Le président américain va abroger un texte limitant les émissions de gaz à effet de serre aux États-Unis, adopté sous Barack Obama. « Nous serons moins en sécurité, en moins bonne santé », a dénoncé l’ancien président.
Le 12 février 2026, Donald Trump a annoncé sa volonté d'abroger une réglementation essentielle adoptée sous l'administration Obama, qui visait à réduire les émissions de gaz à effet de serre aux États-Unis. Un revirement qui provoque l'indignation des scientifiques et des défenseurs de l'environnement.
Cette décision controversée, annoncée avec fracas depuis la Maison-Blanche, met un terme immédiat aux normes de réduction des émissions pour les véhicules, ouvrant la porte à d'autres dérégulations, notamment concernant les rejets des centrales électriques. Selon Trump, cela « va permettre d'économiser des milliers de milliards de dollars aux consommateurs américains », en réduisant le prix des voitures.
En supprimant la base légale permettant à l'Agence de protection de l'environnement (EPA) de réguler les émissions de gaz à effet de serre, Trump inflige un coup dur à l'action climatique des États-Unis, premier pays à avoir contribué le plus aux émissions mondiales. Sans ce cadre législatif, « nous serons moins en sécurité, en moins bonne santé et moins préparés à lutter contre le changement climatique », a averti Barack Obama sur X, dénonçant cette décision comme un avantage pour l'industrie des énergies fossiles.
Ce retour en arrière « trahit les intérêts du peuple américain et établit le Parti républicain comme le champion des pollueurs », a déclaré le gouverneur de Californie, Gavin Newsom, un fervent opposant à cette décision, promettant de contester la législation par voie de justice.

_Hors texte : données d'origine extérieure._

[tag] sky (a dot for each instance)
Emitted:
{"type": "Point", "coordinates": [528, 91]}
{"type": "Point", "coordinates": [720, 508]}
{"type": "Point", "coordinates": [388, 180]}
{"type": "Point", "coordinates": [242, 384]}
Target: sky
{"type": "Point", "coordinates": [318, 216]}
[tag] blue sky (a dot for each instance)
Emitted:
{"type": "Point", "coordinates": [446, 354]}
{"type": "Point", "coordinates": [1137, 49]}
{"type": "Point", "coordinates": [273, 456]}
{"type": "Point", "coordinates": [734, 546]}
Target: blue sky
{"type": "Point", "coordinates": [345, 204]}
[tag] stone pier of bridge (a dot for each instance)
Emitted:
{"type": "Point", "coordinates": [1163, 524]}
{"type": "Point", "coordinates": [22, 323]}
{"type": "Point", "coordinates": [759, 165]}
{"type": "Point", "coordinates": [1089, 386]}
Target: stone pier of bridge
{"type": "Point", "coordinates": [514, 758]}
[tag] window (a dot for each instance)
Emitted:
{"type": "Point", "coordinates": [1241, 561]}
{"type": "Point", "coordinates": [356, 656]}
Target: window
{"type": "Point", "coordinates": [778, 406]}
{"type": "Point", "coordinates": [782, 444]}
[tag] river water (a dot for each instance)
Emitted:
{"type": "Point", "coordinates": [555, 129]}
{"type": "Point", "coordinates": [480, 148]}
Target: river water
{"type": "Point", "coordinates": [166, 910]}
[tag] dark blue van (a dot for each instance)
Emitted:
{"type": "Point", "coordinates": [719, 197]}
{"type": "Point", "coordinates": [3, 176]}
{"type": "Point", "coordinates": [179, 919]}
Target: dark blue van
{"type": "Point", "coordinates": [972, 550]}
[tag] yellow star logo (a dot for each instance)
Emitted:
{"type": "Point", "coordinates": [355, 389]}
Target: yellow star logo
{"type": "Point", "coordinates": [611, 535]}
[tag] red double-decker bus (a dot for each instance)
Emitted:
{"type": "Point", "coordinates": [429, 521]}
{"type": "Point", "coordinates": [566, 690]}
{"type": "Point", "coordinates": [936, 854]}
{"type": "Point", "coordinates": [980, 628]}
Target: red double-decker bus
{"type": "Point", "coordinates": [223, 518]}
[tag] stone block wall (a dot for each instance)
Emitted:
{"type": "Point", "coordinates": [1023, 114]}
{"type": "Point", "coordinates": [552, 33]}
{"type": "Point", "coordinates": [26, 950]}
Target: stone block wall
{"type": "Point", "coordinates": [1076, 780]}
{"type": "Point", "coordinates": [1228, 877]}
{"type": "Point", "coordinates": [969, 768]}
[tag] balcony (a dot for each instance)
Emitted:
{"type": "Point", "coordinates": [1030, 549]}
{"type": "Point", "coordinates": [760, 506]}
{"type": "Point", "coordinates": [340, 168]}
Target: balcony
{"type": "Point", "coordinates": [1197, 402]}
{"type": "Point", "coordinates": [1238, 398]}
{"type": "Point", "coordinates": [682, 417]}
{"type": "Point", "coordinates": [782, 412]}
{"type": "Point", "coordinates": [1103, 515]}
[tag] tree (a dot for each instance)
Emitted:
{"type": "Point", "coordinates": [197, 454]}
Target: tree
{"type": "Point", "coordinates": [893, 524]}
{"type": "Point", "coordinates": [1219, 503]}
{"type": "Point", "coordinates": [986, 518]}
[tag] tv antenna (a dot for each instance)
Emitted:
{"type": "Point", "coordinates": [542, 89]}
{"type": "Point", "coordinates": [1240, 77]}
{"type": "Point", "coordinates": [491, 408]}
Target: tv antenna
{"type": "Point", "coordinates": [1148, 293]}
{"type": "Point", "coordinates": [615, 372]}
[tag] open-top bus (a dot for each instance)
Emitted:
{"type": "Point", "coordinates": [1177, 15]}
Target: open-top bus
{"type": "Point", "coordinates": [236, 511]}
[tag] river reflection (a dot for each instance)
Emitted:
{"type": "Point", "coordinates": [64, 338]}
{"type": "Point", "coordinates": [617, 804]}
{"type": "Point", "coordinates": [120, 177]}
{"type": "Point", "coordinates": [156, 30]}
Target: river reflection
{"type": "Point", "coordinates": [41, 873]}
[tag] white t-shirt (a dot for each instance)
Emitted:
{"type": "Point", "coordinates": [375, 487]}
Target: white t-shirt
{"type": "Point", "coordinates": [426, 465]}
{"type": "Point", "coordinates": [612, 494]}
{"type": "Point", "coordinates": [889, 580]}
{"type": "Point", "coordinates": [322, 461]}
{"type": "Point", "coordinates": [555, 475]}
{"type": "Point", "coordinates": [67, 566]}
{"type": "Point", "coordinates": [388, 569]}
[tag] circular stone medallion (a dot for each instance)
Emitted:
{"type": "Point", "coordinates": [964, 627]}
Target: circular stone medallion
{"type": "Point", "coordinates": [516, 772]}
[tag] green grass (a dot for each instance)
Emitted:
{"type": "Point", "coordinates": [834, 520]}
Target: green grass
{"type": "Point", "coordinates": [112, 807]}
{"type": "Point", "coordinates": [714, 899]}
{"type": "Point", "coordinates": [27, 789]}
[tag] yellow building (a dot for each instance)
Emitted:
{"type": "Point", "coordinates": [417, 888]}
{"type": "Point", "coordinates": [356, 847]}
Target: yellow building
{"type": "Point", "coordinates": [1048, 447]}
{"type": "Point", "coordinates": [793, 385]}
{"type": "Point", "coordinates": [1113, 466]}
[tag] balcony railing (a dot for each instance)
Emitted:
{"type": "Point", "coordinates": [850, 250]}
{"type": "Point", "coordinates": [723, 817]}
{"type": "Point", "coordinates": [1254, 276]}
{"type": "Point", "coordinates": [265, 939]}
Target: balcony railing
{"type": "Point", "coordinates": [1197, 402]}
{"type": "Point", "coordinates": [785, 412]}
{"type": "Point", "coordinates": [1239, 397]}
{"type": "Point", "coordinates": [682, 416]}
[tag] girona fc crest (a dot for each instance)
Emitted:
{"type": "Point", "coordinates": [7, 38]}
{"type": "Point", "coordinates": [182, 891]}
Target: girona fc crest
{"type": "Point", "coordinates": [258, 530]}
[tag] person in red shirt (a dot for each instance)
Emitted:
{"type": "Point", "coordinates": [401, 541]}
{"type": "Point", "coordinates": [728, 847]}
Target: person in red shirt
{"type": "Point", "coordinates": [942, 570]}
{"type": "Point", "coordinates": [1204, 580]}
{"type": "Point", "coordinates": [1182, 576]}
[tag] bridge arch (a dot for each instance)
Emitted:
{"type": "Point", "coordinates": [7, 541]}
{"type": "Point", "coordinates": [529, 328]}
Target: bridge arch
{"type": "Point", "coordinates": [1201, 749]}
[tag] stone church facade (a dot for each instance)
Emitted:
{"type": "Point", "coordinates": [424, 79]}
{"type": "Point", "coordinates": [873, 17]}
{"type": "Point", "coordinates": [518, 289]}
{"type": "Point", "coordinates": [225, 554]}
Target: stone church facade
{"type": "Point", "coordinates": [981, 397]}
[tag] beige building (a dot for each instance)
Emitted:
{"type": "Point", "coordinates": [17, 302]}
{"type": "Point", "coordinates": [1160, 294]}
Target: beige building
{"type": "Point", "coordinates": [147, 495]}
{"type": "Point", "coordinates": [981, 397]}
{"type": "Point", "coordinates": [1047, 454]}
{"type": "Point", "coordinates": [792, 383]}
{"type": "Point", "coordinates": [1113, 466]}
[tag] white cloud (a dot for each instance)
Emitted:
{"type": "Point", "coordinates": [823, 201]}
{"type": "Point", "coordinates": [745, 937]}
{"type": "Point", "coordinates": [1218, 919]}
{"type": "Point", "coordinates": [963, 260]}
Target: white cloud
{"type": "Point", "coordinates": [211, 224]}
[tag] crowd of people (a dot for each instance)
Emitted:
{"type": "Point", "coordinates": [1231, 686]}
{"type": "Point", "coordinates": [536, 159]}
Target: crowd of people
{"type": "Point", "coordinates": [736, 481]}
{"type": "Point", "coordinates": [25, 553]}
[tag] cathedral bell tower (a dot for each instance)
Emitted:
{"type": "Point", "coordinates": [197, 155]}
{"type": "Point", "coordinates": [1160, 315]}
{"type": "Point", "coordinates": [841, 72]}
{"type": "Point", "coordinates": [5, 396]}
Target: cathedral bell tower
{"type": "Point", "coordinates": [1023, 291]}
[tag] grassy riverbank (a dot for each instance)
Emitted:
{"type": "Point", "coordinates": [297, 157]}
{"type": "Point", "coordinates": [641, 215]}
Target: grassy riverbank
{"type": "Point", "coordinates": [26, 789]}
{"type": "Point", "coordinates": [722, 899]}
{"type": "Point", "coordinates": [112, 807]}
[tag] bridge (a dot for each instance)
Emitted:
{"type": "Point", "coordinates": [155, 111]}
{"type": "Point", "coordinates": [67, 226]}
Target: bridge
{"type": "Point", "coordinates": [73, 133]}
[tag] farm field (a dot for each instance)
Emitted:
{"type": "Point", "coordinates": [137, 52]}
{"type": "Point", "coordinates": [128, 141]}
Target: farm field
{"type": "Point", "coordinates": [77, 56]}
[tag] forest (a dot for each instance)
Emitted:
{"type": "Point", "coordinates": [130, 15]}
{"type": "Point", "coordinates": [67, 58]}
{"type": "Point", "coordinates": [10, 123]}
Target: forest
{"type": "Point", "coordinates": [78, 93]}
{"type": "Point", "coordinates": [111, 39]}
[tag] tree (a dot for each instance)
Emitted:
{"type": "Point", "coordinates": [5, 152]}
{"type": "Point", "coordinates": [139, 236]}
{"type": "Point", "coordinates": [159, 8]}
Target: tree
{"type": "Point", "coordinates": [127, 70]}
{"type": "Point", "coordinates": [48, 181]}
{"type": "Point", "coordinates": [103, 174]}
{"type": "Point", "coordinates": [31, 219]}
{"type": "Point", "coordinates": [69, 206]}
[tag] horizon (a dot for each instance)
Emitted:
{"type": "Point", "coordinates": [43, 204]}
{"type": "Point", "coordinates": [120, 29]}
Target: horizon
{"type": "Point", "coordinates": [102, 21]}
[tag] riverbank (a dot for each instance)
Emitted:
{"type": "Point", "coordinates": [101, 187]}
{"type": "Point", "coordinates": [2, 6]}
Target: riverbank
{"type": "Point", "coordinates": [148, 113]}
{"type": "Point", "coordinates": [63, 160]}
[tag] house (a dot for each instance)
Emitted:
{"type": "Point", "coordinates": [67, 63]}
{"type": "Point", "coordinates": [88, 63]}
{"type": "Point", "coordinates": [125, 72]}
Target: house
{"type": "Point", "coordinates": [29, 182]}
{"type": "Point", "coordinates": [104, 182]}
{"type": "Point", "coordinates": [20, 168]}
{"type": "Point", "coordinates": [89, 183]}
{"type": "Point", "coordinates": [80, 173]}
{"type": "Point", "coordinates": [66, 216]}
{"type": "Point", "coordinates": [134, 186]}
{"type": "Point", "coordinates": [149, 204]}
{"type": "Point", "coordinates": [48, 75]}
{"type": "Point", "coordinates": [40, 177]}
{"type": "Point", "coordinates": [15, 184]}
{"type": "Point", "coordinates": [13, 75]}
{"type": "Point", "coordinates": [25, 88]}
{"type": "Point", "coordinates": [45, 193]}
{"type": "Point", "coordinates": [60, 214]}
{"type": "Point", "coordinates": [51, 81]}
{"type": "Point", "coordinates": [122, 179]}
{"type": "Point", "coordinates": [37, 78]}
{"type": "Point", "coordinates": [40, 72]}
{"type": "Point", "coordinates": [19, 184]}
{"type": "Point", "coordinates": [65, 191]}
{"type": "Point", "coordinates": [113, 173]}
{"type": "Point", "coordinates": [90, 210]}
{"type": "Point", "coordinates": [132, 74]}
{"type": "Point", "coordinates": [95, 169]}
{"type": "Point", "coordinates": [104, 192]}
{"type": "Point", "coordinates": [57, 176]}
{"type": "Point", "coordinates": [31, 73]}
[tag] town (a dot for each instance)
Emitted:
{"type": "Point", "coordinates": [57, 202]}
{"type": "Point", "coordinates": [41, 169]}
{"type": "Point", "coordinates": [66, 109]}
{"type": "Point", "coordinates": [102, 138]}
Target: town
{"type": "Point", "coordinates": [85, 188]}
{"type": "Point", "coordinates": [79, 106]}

Une décision qualifiée d'« arnaque »
Instauré en 2009 par l'EPA sous Obama, le texte abrogé reconnaissait six gaz à effet de serre comme nocifs pour la santé publique, faisant donc partie des polluants soumis à réglementation par l'agence. Cela avait permis l'élaboration de nombreuses mesures fédérales pour limiter les rejets de ces substances, notamment dans l'industrie automobile.
La révoquer, sous la direction d'un proche de Trump, a été vivement condamnée par diverses organisations scientifiques et environnementales. Manish Bapna, président de la NRDC, a qualifié cet acte de « la plus grande attaque contre les efforts fédéraux pour lutter contre la crise climatique dans l'histoire des États-Unis ».
Interrogé sur les préoccupations engendrées par ce revirement, Donald Trump a une nouvelle fois dévalué la crise climatique, la qualifiant d'« arnaque géante » et a ajouté : « Ne vous inquiétez pas, tout cela n'a rien à voir avec la santé publique ».
Une bataille juridique en perspective
Cette décision pourrait entraîner de longues procédures judiciaires, plusieurs organisations environnementales ayant annoncé leur intention de s'opposer à cette abrogation en justice. Cette affaire pourrait même atteindre la Cour suprême, qui, malgré sa majorité conservatrice, a déjà un précédent législatif sur ce texte emblématique, ayant été adoptée à la suite d'une décision rendue en 2007.